Per-unit cost in each stratum (positive finite). Defaults to 1 everywhere.

max_weight

Maximum sampling weight \(N_h / n_h\). Use NA for unconstrained strata.

take_all

Logical (or 0/1). If TRUE, the entire stratum is included (census stratum).

Domain columns: any column not listed above is treated as a domain identifier. Domains define sub-populations that each contain one or more strata. When cv is the target, precision is enforced within every domain (see Details). For example, a province column would make each province a separate domain whose strata are the rows that share the same province value.

For svyplan_prec objects: a precision result from prec_alloc().

...

Additional arguments passed to methods.

n

Total sample size. Specify exactly one of n, cv, or budget.

cv

Target coefficient of variation (requires mean_h or p_h in frame). When domain columns are present, this target is enforced in each domain. Specify exactly one of n, cv, or budget.

budget

Total field budget.
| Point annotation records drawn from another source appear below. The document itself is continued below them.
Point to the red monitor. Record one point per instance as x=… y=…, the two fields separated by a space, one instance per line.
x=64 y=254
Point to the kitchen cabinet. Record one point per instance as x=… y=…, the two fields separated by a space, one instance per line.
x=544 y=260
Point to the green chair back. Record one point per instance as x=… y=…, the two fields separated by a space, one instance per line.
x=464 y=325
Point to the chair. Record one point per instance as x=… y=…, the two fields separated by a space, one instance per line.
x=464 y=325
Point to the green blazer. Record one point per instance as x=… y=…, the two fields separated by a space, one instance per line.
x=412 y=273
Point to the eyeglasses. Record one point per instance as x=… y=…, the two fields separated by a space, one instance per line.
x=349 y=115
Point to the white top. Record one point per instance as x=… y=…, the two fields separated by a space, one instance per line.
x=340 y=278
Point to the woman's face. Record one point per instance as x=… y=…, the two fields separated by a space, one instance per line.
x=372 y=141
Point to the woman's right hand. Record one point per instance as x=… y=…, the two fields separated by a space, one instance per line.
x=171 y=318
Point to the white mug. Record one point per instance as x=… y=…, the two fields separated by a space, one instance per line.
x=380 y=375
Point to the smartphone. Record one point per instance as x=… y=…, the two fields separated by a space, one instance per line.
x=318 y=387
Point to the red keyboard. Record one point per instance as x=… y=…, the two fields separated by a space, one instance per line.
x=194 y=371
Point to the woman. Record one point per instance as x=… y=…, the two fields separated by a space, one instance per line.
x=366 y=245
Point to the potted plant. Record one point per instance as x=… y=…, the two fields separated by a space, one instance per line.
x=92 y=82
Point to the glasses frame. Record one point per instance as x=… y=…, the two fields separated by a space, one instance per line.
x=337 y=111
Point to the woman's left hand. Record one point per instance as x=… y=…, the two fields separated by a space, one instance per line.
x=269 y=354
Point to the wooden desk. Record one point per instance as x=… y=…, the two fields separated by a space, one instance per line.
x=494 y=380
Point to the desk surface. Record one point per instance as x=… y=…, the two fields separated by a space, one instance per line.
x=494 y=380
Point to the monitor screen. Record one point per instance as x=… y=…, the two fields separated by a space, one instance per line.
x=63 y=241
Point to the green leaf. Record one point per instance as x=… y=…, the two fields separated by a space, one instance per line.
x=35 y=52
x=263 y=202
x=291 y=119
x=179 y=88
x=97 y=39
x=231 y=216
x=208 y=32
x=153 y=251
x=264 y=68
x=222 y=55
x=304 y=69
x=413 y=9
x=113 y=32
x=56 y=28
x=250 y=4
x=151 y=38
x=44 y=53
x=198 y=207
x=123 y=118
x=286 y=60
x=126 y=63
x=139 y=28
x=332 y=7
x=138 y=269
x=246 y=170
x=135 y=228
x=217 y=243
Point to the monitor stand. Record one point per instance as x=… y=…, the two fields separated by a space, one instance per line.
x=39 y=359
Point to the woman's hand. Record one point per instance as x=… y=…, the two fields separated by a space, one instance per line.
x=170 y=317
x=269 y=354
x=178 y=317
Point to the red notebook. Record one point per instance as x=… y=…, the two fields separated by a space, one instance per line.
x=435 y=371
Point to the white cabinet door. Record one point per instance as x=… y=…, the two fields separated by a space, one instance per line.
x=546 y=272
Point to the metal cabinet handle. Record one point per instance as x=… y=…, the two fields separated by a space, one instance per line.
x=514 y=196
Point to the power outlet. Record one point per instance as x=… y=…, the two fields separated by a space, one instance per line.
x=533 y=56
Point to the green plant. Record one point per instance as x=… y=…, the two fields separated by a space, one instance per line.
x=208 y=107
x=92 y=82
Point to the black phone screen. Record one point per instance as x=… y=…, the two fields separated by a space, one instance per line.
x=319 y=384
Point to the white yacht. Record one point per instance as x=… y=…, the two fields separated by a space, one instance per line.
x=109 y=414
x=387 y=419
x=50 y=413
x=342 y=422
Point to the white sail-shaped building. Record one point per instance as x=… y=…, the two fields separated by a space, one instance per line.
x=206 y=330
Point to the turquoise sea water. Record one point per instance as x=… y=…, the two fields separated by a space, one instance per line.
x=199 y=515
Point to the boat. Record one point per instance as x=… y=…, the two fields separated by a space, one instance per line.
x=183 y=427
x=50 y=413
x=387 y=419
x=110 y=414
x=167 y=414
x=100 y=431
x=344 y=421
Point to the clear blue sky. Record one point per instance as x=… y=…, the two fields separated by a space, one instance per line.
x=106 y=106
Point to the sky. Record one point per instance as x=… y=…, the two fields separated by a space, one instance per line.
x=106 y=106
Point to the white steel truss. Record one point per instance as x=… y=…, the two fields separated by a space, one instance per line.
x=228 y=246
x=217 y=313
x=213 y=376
Specify exactly one of n, cv, or budget.

alloc

Allocation rule: "neyman" (default), "optimal", "proportional", or "power".

unit_cost

Optional scalar or length-nrow(frame) vector of per-stratum unit costs, overriding frame$cost_h.

alpha

Significance level, default 0.05.

deff

Design effect multiplier (> 0).

resp_rate

Expected response rate, in (0, 1]. Default 1.

min_n

Optional minimum sample size per stratum.

power_q

Bankier power parameter from 0 to 1, used when alloc = "power".

plan

Optional svyplan() object providing design defaults.

Value

A svyplan_n object with type = "alloc" and a stratum-level allocation table in $detail.

Details

Frame structure

Each row of frame represents one stratum of a single stratification variable. When a design stratifies by several variables (e.g. region \(\times\) urbanicity), cross them into one variable first:

frame$stratum <- interaction(frame$region, frame$urban, drop = TRUE)

This ensures that each row maps to exactly one population cell and that the allocation formulas apply to the correct \(N_h\), \(S_h\) pairs.

Domains vs. strata

Domain columns partition strata into sub-populations. Each domain groups one or more strata. When cv is specified, the algorithm finds the minimum total \(n\) such that the worst-case domain CV meets the target — i.e. every domain achieves the required precision.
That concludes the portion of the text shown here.